By Cynthia Marshall Schuman
When Los Altos resident Kay Carlyle was diagnosed with it, she turned to the Internet. Merry Astor called the Community Breast Health Project.
Both women are survivors of ductal carcinoma in situ, a noninvasive cancer that the American Cancer Society estimates was newly diagnosed in 41,000 women during 2000. Roughly one quarter of all breast cancer diagnoses are DCIS, making it a disease about which women need to know.
What is DCIS?
Just like the more common form of breast cancer (called infiltrating ductal carcinoma or IDC), DCIS is characterized by the plugging of the breast’s milk ducts with abnormal cells. If the abnormal cells become so numerous that they break through the ducts’ lining, the disease is considered invasive.
Clearly, DCIS and IDC are similar maladies. Still, there are several important differences between them: First, DCIS is in situ, meaning that the malignant cells remain in place; they don’t spread throughout the breast as invasive cancer does. The two also differ in the way they are detected and the rate at which they grow.
Whereas IDC can be detected either by physical examination or mammogram, DCIS rarely produces a lump and, as such, is found almost exclusively by mammogram.
“Now that mammography has become so commonplace, the majority of DCIS is detected mammographically rather than as a palpable mass, and it’s found because of microcalcifications; about 90 percent of DCIS calcifies,” said Dr. Fred Marcus, a medical oncologist at Sequoia Hospital, Redwood City, who treats women with DCIS.
A woman whose mammogram reveals suspicious microcalcifications will typically have her breast biopsied, which is a minimally invasive, outpatient surgical procedure. If the biopsy confirms the presence of malignant cells, then treatment is imperative. However, because there are a number of viable options, it isn’t always obvious which path should be followed. This is where DCIS offers an advantage over invasive breast cancer: DCIS grows more slowly, buying time for a woman to evaluate her options.
Treatment options
In Carlyle’s case, having DCIS rather than invasive cancer gave her two precious months to figure out her next move. Because her tumor turned out to be much larger than the mammogram had initially showed, she decided to follow her doctor’s recommendation to have a mastectomy.

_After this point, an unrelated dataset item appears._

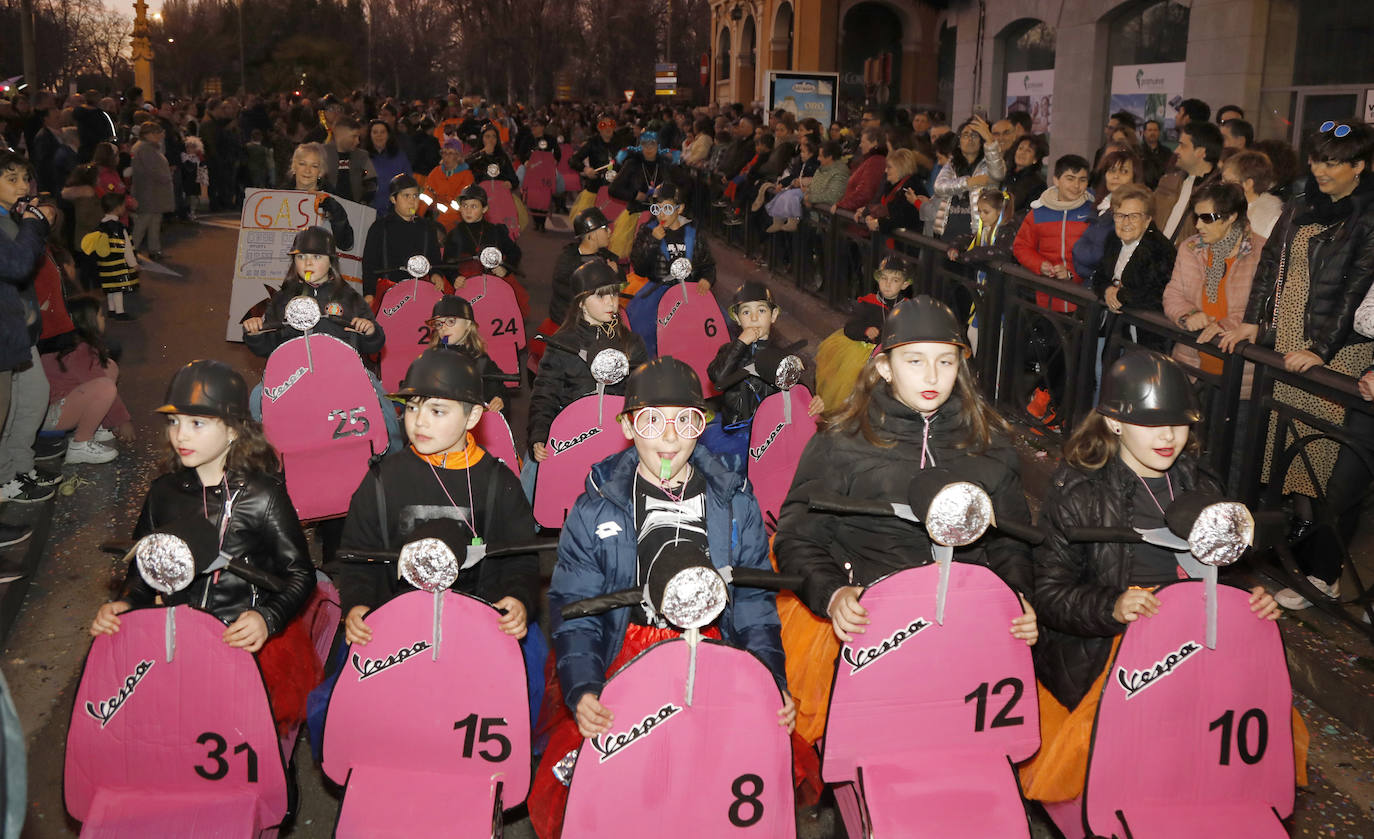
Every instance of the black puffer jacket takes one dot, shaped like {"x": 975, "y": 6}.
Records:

But by doing some footwork, she also learned about a then-new treatment called a sentinel node biopsy that would verify diseased lymph nodes, so that the surgeon could remove those and leave alone the healthy nodes.
“I actually got to do a relatively new treatment, and the surgeon I worked with was experienced with doing the sentinel node biopsy. I think doing the research on the Internet and talking to other breast cancer survivors really helped with understanding the treatment options and risk and helped me to make an informed decision,” Carlyle said.
Mastectomy is not the only answer for DCIS patients. Another treatment option is lumpectomy, a procedure in which the tumor is removed, along with some surrounding so-called healthy tissue (called a margin).
Lumpectomy may or may not be accompanied by radiation to kill malignant cells not caught by the lumpectomy. Chemotherapy is not used for DCIS, but the anti-estrogen drug Tamoxifen is sometimes prescribed.
Which treatment or combination of treatments to use is a matter of some controversy. “If somebody has microcalcifications that pepper their breast and a biopsy is done and everywhere you biopsy there’s DCIS, by definition, you can’t clear the margins and that woman’s a candidate for a mastectomy - and still potentially curable,” Marcus said.
For small tumors, though, most believe that a mastectomy is overkill, and substantial data now support a combination of lumpectomy and radiation as a better choice. Or, if the surgeon takes wide margins, then the chance of leaving any malignant cells behind is negligible, and there are some data to suggest that radiation may not be necessary.
“It depends on the patient; what’s appropriate for some women may not be for others,” said Dr. Edmund Tai, a medical oncologist at El Camino Hospital.
Resources
“When women understand that there are options, and there’s data that supports those options, they start to think about ways to deal with this and ways that are less invasive, the ways that are less mutilating and require less medical intervention,” Marcus said.
Fortunately, learning about the options is an easy thing to do, especially in the Bay Area. When Astor was diagnosed with DCIS in 1999, she consulted the Community Breast Health Project in Palo Alto.
“I got most of my information at the Community Breast Health Project. They have an amazing library full of material, and they also have an open house one night each week, where doctors come and speak about a variety of subjects,” Astor said. She ended up opting to work with the physician she heard the night she visited.
Using her training as a marriage and family therapist, Astor now volunteers for the CBHP, leading a support group at her office in Los Altos for women grappling with DCIS.
Carlyle turned to the Internet. “I joined the breast cancer Internet list, and they actually have local lunches and meetings, so I got to meet with local survivors. It was very helpful to talk with breast cancer survivors who had recently gone through the surgeries and could give you the pros and cons of their surgeries and their outcomes,” she said.